Credit card fraud costs Americans about $8 billion each year, and scams involving luxury retailers are fairly common. However, it is extremely rare for fraudsters to brag about their crimes through music, let alone in such a blatant manner.
One of Pop Up Boyz’ songs, entitled “I’m a Scammer,” features lyrics such as, “I’m cracking cards ’cause I’m a scammer.” The song goes on to say, “Watch the money do a backflip, early morning up at Saks Fifth, you see it, you want it, you have it.”
— New York Daily News (@NYDailyNews) April 27, 2016
Many people assumed that these types of credit card scams would end once the new EMV chip cards were introduced, but this has not been the case.

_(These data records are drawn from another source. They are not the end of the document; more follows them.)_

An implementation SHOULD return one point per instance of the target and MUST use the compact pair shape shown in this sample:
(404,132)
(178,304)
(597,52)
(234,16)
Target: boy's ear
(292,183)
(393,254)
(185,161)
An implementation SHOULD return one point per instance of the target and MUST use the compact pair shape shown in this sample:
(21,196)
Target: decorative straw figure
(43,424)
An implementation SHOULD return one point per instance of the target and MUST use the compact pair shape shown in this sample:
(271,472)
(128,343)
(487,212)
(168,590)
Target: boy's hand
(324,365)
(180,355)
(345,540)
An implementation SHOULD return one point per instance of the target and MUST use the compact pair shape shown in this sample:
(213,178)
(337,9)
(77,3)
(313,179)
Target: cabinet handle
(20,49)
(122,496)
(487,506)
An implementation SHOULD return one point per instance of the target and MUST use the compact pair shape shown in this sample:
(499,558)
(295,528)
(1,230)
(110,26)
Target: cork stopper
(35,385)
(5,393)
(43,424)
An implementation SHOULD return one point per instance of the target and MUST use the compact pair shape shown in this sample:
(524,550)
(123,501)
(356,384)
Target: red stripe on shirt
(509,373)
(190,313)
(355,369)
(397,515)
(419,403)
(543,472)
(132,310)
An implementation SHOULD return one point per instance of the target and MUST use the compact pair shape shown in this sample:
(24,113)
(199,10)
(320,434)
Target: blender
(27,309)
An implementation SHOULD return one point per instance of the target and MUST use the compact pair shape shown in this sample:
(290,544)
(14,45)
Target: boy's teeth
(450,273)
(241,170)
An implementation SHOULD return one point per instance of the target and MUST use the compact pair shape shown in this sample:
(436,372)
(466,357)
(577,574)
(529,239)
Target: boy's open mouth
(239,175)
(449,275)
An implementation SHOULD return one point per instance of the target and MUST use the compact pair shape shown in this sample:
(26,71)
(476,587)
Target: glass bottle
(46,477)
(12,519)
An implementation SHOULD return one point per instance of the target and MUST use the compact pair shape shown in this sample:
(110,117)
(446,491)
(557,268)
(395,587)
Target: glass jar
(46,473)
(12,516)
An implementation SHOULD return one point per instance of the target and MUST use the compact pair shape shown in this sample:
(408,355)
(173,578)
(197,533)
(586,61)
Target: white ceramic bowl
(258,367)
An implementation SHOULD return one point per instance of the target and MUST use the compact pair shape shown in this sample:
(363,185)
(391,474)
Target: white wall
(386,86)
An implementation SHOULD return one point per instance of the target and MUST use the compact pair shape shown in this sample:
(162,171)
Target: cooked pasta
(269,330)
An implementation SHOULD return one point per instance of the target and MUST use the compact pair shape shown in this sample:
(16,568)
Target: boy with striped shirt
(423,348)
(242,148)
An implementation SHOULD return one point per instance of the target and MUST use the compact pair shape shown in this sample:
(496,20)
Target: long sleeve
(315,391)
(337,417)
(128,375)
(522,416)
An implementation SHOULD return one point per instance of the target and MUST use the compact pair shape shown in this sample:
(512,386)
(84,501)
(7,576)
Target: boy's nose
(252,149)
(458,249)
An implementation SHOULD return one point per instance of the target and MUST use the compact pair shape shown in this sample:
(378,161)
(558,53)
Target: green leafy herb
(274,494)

As NACS Online reported, some scammers are actually finding it easier to steal personal information now that the EMV chip cards are in use. Fraudsters have been posing as banks in emails asking for personal information to “confirm” new credit cards, which has added yet another element to these crimes.
As for the Pop Up Boyz, authorities believe that the scam was developed by younger members of the group who grew up with computers. Instead of robbing people on the streets, the young rappers thought it would be safer to rob people on the internet.
“It’s a little safer for them to do. It takes more of an investigation to uncover the fraud and the use of the fraud, so they hide behind it a little bit better, but we’re attacking it from all angles,” said NYPD Inspector Joseph Dowling.
When the group was arrested, investigators found them in possession of equipment that is used to manufacture forged credit cards. Three firearms were also recovered from the gang.